AuthorErwin, Sandra I.

When a weapons project gets wounded at the Pentagon, the bleeding is hard to contain. "Once you start bleeding in the building, the sharks come after you," said Army Col. Bruce D. Jette. The casualty in this case was the "land warrior," a command-and-control system for infantry soldiers intended to provide information on the location of friendly and enemy forces and to facilitate communication between the soldier and higher command levels.

The land-warrior system consists of a computer, a radio, weapon and helmet-mounted display eyepiece--all of which are linked together for transmission of voice, data and imagery between soldiers and other battle-field systems.

The program officially began in January 1996.

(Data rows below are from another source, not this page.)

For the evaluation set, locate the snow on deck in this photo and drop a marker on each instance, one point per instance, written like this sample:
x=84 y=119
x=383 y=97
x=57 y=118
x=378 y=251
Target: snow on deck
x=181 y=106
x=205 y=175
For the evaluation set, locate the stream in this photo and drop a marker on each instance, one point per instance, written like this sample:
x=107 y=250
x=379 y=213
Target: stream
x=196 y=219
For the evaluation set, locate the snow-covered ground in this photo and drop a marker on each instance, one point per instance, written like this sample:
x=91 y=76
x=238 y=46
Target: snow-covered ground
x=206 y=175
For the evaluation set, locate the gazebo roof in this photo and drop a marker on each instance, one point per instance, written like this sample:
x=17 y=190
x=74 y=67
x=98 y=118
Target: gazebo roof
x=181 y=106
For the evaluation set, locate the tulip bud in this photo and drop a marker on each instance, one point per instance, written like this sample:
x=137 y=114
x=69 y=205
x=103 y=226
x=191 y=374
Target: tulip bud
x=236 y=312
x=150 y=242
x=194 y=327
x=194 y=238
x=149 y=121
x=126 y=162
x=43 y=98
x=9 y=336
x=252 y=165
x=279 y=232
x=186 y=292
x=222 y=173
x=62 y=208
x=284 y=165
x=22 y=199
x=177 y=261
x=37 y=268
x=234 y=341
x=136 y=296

By 1998, the system had turned into a laughingstock. It failed critical tests and was over budget. But what made the system the butt of jokes was the way the hardware fit on the soldier. The gear was cumbersome for even the toughest infantrymen to wear. The computer, mounted on the soldier's back, created a "turtle-shell" effect when a soldier would drop and roll.

After serious test failures in the spring of 1998, the Army assigned Jette to take over the program and try to save it.

At the time, the prime contractor was the Raytheon Co., in El Segundo, Calif. Jette said that he believed the program was failing, because it was not focused on the use of commercial technology and, most importantly, because it was not emphasizing ergonomics. To be successful, a system such as land warrior had to be comfortable.

"Our business paths were diverging," Jette said in an interview in Fort Belvoir, Va., last fall. "As a good defense contractor, they tended to be focused on those things that weren't necessarily readily available in the commercial sector. ... We were trying to go in a direction where we leveraged commercial technology." The program was being led by the engineers, "and all the human factors were a problem," he said.

When Jette became the program manager, the land warrior's computer motherboard was not only obsolete by commercial standards, but its price tag topped $32,000. The entire electronics package exceeded $85,000 per soldier.

By 1999, Raytheon was being phased out of the program. The official letter of termination arrived in the summer of 2000, said spokeswoman Janet Kopec.

To save the program, Jette sought "guns for hire" in Silicon Valley. These typically are small, high-tech firms that design cutting-edge equipment and outsource the manufacturing.

After a competition in 1999 that included a Raytheon-led team and General Dynamics Corp., the Army selected Pacific Consultants LLC, a Mountain View, Calif. engineering firm, to develop the computer, the radio and the software for land warrior. For the squad leader, the Army chose a hand-held multi-band radio made by Thales Communications Inc., in Rockville, Md.

"We are guns for hire," said Hugh Duffy, a electronics engineer and the chief executive of Pacific Consultants. The company, which employs...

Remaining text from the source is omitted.